Although the invention has been shown and described with respect to exemplary embodiments thereof, various other changes, additions and omissions in the form and detail thereof may be made therein without departing from the spirit and scope of the invention.

Claims

WHAT IS CLAIMED IS:

1. An implantable body fluid shunt device for providing fluid communication between body vessels of a patient, said device comprising: a generally elongated shunt body having proximal and distal ends, said shunt body being formed of a rigid, biocompatible material; said shunt body having: a first proximal aperture and at least one second aperture longitudinally spaced along said shunt body from said first aperture; and a diversion tube having a predetermined shape providing fluid communication between said first aperture and said at least one second aperture; wherein, in use, said device is implanted in a patient such that said first aperture is disposed within a first vessel, and said at least one second aperture is disposed in a second vessel.

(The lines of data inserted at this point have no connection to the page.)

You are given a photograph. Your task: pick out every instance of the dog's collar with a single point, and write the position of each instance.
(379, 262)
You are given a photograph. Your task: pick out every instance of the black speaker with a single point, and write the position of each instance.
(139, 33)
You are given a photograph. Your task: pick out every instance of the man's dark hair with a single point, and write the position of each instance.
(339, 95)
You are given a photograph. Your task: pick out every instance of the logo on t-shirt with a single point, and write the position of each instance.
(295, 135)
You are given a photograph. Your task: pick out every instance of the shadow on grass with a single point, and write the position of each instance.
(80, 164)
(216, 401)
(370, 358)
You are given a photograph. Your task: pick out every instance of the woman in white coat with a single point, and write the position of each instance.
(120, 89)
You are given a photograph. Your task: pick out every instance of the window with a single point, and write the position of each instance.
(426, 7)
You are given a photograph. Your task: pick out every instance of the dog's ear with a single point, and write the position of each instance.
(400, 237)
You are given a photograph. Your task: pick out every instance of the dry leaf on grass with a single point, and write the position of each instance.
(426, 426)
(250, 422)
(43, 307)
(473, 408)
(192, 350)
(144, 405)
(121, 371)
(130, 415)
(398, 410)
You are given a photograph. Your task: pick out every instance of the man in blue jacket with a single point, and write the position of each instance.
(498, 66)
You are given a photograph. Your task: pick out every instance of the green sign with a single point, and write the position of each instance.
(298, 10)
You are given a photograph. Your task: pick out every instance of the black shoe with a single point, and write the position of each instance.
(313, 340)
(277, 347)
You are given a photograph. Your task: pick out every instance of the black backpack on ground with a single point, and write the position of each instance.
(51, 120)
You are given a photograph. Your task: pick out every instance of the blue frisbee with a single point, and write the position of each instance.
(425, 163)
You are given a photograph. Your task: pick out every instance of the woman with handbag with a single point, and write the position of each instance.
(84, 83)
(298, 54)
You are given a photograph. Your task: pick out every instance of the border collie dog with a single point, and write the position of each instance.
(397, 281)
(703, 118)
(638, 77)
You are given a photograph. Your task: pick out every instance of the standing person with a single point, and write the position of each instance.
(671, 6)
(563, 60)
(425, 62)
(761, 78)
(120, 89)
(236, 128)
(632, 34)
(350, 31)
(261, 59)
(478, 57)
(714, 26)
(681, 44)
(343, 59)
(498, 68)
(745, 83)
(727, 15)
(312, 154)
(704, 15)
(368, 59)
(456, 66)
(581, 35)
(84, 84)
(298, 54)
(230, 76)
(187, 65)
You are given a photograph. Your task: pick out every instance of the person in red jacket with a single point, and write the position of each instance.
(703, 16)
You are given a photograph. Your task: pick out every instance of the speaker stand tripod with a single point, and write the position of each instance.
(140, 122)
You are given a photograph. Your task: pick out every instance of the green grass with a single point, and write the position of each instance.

2. The implantable shunt device of claim 1 , wherein said shunt body further comprises a spike portion at a distal end thereof.

3. The implantable shunt device of claim 1, wherein said shunt body further comprises expansible retention members at a distal end thereof.

4. The implantable shunt device of claim 1, wherein said device provides transmyocardial blood perfusion, and wherein said second aperture is adjacent said distal end of said shunt body and in use is disposed within the left ventricle of a patient.

5. The implantable shunt device of claim 4, wherein the first aperture is adjacent said proximal end of said shunt body and in use is disposed within a coronary artery of a patient.

6. The implantable shunt device of claim 2, wherein the second aperture in use is situated within the coronary artery of a patient and wherein said spike portion is disposed within the myocardium.

7. The implantable shunt device of claim 6, wherein the first aperture is adjacent said proximal end of said shunt body, wherein said first aperture is disposed within a venous or arterial graft.